It ain’t me, babe
No, no, no, it ain’t me, babe
It ain’t me you’re lookin’ for, babe
I never want to be accused of being an attorney, because I’m not. But I’m sure there’s no legal protection in saying “these are my thoughts, not my company’s thoughts”. Of course, you wonder what they’re about to say that they wouldn’t want passed around the office on a memo.
It’s convenient to think that we can use social media to “speak our minds” separately from who we are in other enviroments, but it simple ain’t so. When I look at your social media profile, I see what company you work for. Or I just cruise over to LinkedIn and get that information. Or I use a tool like Nimble that tells all. (By the way, Nimble is an awesone tool, and subject of a future Toolkit post.)
The more things change, the more they stay the same
This isn’t really new news. When I was a scoutmaster, I couldn’t just go say what I thought. . . the boys would echo my thoughts to their parents (often with an additional creative twist). So I had to edit my speech.
When you go to church, do you talk out loud about things at work or people in the community? No, you “mind your manners” and edit your speech.
It’s not different in the social media arena. I tell each of our employees, “Don’t say anything on social media that you wouldn’t want your mom to see in the headline of tomorrow’s paper.”
So how does a small business create a social media policy for employees?
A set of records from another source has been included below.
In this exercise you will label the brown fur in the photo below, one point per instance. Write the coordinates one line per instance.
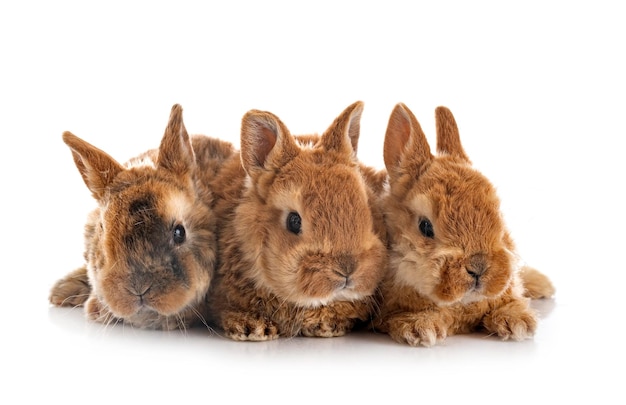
(139, 268)
(453, 264)
(320, 281)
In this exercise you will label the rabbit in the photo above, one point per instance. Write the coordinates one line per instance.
(150, 245)
(453, 264)
(302, 245)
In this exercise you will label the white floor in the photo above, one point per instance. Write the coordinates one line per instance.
(538, 94)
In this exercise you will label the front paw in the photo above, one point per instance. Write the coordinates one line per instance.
(72, 290)
(96, 311)
(315, 327)
(248, 327)
(513, 321)
(417, 328)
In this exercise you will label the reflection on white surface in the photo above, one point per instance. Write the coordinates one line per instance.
(537, 91)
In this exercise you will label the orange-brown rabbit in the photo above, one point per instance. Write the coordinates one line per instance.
(453, 265)
(150, 245)
(301, 243)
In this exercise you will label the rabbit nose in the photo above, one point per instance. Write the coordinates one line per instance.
(139, 285)
(476, 266)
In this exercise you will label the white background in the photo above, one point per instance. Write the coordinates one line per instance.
(537, 89)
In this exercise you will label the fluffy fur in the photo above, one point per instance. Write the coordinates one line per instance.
(453, 265)
(301, 243)
(150, 245)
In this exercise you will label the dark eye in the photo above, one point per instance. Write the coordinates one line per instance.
(179, 234)
(294, 222)
(426, 228)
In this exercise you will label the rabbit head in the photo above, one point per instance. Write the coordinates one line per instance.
(150, 244)
(449, 239)
(306, 220)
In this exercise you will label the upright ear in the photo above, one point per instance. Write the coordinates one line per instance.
(175, 152)
(406, 148)
(448, 138)
(96, 167)
(343, 133)
(265, 142)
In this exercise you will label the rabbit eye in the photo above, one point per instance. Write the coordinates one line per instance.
(426, 228)
(179, 234)
(294, 223)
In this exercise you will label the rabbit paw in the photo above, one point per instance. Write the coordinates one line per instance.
(97, 312)
(315, 327)
(72, 290)
(513, 321)
(243, 327)
(422, 328)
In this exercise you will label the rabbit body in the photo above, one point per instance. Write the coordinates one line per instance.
(150, 245)
(301, 237)
(453, 265)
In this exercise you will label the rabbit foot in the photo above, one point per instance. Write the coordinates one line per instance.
(246, 327)
(324, 328)
(72, 290)
(536, 284)
(415, 329)
(513, 321)
(97, 312)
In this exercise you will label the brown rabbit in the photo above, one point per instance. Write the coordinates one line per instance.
(301, 243)
(150, 245)
(453, 263)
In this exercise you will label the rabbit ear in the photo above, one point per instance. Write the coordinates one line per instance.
(405, 147)
(448, 138)
(343, 134)
(96, 167)
(265, 142)
(175, 152)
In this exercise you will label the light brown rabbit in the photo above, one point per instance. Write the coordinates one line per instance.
(150, 245)
(453, 264)
(301, 245)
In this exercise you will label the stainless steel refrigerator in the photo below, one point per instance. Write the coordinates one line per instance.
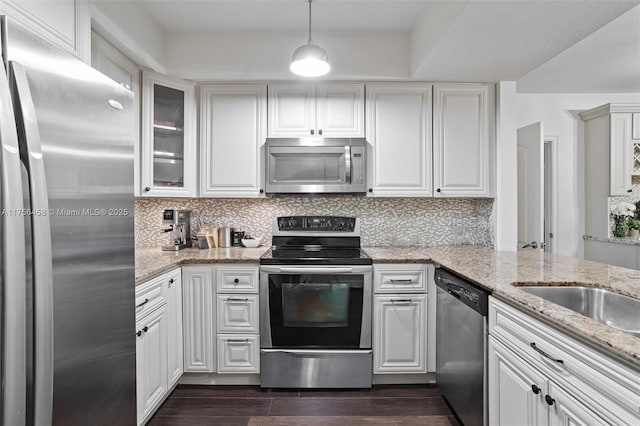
(67, 251)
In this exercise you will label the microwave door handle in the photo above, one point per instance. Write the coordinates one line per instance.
(347, 156)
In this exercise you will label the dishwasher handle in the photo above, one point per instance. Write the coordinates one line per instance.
(464, 291)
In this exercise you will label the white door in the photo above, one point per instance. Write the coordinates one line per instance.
(198, 298)
(461, 133)
(399, 330)
(292, 110)
(399, 131)
(531, 187)
(340, 109)
(175, 360)
(516, 391)
(233, 124)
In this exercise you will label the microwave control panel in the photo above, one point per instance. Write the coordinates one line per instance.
(317, 223)
(357, 165)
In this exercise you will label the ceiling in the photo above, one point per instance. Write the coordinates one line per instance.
(546, 45)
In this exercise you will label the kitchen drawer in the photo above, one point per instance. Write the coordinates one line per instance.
(238, 353)
(238, 313)
(400, 278)
(237, 279)
(150, 296)
(593, 378)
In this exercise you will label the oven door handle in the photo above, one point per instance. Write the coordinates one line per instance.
(316, 270)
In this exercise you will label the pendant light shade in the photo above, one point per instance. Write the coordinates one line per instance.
(310, 60)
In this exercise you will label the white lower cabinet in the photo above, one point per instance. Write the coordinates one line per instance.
(151, 363)
(221, 319)
(158, 341)
(400, 331)
(199, 313)
(539, 376)
(238, 353)
(175, 353)
(238, 313)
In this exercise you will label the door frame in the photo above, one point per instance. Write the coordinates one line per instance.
(552, 243)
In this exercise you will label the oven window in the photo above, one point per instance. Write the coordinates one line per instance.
(315, 311)
(315, 304)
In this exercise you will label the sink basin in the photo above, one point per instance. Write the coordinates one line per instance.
(607, 307)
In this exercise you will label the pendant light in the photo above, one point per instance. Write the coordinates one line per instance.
(310, 60)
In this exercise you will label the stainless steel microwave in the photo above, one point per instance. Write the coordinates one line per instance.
(315, 165)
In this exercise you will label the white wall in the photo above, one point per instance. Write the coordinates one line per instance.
(506, 205)
(234, 56)
(130, 28)
(559, 112)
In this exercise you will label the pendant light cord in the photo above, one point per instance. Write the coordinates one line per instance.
(310, 41)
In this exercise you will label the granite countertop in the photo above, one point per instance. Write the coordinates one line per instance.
(624, 241)
(495, 271)
(151, 262)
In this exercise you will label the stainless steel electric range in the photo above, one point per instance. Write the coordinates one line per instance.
(315, 305)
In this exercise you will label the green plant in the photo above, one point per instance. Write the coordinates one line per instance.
(633, 223)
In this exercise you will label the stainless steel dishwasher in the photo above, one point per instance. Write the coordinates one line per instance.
(461, 346)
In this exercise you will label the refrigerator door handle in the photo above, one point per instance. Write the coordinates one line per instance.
(13, 280)
(31, 155)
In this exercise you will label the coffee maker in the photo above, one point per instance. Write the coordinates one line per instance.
(178, 224)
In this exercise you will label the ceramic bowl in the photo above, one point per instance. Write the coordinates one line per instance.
(252, 243)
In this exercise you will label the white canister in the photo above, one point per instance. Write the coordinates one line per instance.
(224, 236)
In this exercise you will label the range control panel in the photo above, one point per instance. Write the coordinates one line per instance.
(317, 223)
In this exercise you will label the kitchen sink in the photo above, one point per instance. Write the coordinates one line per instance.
(613, 309)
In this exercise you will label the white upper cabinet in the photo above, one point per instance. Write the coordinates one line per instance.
(463, 116)
(65, 23)
(115, 65)
(340, 109)
(168, 137)
(399, 132)
(327, 109)
(233, 124)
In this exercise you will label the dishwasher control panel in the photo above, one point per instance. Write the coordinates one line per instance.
(463, 290)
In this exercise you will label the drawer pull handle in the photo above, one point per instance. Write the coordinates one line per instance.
(404, 281)
(549, 400)
(236, 299)
(544, 354)
(144, 330)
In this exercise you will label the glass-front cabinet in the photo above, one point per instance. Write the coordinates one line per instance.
(168, 137)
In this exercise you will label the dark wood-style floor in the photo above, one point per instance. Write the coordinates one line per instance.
(251, 406)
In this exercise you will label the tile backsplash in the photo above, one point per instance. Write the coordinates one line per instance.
(384, 221)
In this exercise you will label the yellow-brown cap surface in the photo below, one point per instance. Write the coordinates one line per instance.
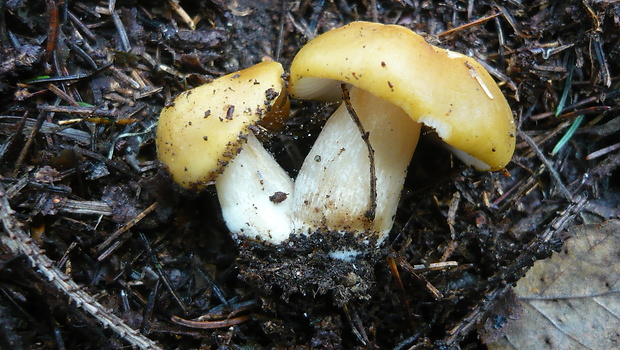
(206, 127)
(447, 91)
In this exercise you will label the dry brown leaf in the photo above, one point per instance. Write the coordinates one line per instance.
(571, 300)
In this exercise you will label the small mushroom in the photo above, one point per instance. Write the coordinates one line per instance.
(397, 81)
(206, 137)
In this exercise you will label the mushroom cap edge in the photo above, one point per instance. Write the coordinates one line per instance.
(447, 91)
(205, 127)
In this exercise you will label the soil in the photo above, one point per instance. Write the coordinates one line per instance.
(101, 250)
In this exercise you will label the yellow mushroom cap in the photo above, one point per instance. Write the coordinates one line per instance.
(206, 127)
(448, 91)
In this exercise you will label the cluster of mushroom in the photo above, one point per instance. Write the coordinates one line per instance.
(352, 178)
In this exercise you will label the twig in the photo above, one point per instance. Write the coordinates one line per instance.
(125, 227)
(554, 173)
(372, 205)
(209, 324)
(603, 151)
(122, 33)
(18, 241)
(468, 25)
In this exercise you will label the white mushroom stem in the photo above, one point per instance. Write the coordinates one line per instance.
(332, 190)
(255, 194)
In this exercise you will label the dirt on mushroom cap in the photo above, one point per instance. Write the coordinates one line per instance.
(206, 126)
(447, 91)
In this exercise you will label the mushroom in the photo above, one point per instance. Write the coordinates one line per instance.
(397, 82)
(206, 137)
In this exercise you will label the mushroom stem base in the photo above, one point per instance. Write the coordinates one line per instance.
(254, 193)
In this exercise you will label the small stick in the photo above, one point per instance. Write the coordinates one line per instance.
(181, 12)
(370, 213)
(554, 173)
(126, 227)
(603, 151)
(209, 324)
(468, 25)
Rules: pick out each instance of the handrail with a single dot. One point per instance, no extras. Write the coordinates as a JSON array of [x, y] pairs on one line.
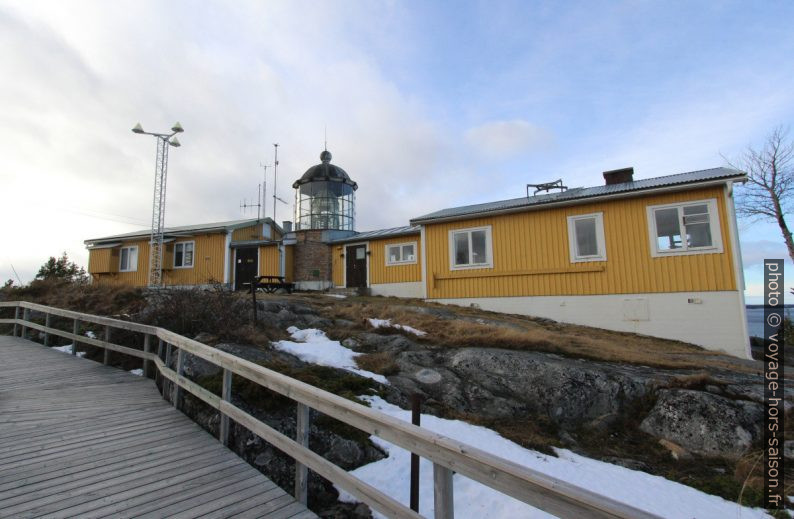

I think the only way to create an effective social media policy for a small business is to educate everyone about how to use social media appropriately.
We have a very simple social media policy that addresses each of five categories in a series of bullets. The categories are:
- Our View of Social Media
- Our Expectations
- Be Respectful and Kind
- Protect Your Identity
- Protect Confidential & Proprietary Info
The policies are written in simple language, and is really based in our expectations of each of our staff members. I invite you to read our full Social Media Policy (it will only take about 60 seconds). Hopefully it will get you thinking about your own social media policy.
What are you doing with your social media policy that is different? How do you educate your staff about appropriate use of social media? I’d love to hear from you.